OBJECTIVE
To evaluate the validity of a depression and anxiety screening test based on DSM-5 diagnostic criteria to identify cases of these conditions simultaneously assessed with the validated Hospital Anxiety and Depression Scale (HADS) in a population sample by digital phenotyping.
MATERIAL AND METHODS
This cross-validation study included 5.116 respondents (mean age 36.9 (9.8)), of which 49.4% (2526) were women. The depression and anxiety screening test was done in electronic form and based on the DSM-5 diagnostic criteria for major depressive disorder and generalized anxiety disorder. The validated HADS scale was used as a standard test. The categories of depression (HADS-D) and anxiety (HADS-A) phenotypes were formed with a cutoff of ≥8 points and ≥11 points. The main parameters of the validity of the screening test were calculated, including accuracy (Ac), sensitivity (Sn) and specificity (Sp) with their 95% confidence intervals [CI].
RESULTS
The prevalence of current depression and anxiety according to the screening test was 7.8% (400) and 12.5% (639), respectively. The prevalence of lifetime depression was 25.9% (1327). For the HADS-D depression subscale with cut-offs of ≥11 and ≥8 points, the prevalence of depression was 3.4% (174) and 15% (766), respectively. For the HADS-A anxiety subscale with cut-offs of ≥11 and ≥8 points, the prevalence of anxiety was 8.9% (456) and 31.8% (1628), respectively.

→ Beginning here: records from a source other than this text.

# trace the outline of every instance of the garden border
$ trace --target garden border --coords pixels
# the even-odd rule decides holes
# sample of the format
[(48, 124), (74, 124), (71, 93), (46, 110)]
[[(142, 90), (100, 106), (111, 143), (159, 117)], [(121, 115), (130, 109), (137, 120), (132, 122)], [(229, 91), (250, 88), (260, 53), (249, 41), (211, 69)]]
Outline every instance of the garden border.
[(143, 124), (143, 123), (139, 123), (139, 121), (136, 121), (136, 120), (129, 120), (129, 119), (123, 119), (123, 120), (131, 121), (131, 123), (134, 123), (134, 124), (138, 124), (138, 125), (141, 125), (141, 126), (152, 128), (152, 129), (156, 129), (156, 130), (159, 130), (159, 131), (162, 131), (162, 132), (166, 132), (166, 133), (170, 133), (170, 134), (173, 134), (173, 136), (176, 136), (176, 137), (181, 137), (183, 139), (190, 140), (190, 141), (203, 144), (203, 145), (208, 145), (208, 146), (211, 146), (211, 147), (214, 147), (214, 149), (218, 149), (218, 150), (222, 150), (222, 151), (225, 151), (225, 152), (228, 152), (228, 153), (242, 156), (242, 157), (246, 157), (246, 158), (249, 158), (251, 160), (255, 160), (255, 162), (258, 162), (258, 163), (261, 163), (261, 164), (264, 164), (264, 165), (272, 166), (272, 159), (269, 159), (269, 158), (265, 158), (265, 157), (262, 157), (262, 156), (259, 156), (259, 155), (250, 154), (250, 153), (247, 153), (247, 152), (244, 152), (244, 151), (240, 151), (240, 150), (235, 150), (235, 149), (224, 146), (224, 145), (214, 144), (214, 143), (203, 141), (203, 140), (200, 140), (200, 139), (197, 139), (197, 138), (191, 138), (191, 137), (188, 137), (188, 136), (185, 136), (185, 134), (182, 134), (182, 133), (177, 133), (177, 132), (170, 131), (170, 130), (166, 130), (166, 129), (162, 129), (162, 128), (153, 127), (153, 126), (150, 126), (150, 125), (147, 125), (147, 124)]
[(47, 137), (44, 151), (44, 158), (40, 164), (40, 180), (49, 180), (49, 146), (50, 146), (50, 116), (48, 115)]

For HADS-D and HADS-A with a cutoff of ≥11 points, the parameters of current depression were Ac=92%, Sn=47% (CI 95% [39—54]), Sp=94% (CI 95% [93—94]), lifetime depression — Ac=75%, Sn=63% (CI 95% [56—70]), Sp=75% (CI 95% [74—77]) and current anxiety — Ac=88%, Sn=54% (CI 95% [50—59]) and Sp=92% (CI 95% [90—92]). For HADS-D and HADS-A with a cutoff of ≥8 points, the parameters of current depression were Ac=86%, Sn=30% (CI 95% [27—33]), Sp=96% (CI 95% [95—97]), lifetime depression — Ac=74%, Sn=51% (CI 95% [48—55]), Sp=75% 79% (CI 95% [77—80]) and current anxiety — Ac=75%, Sn=31% (CI 95% [29—33]), Sp=96% (95% CI [95—97]).
CONCLUSION
The high Ac and Sp of this test allows it to be used for screening purposes to identify (but not exclude) cases of depression and anxiety in the population. However, further studies are needed to validate the screening test using a diagnostic interview with a physician.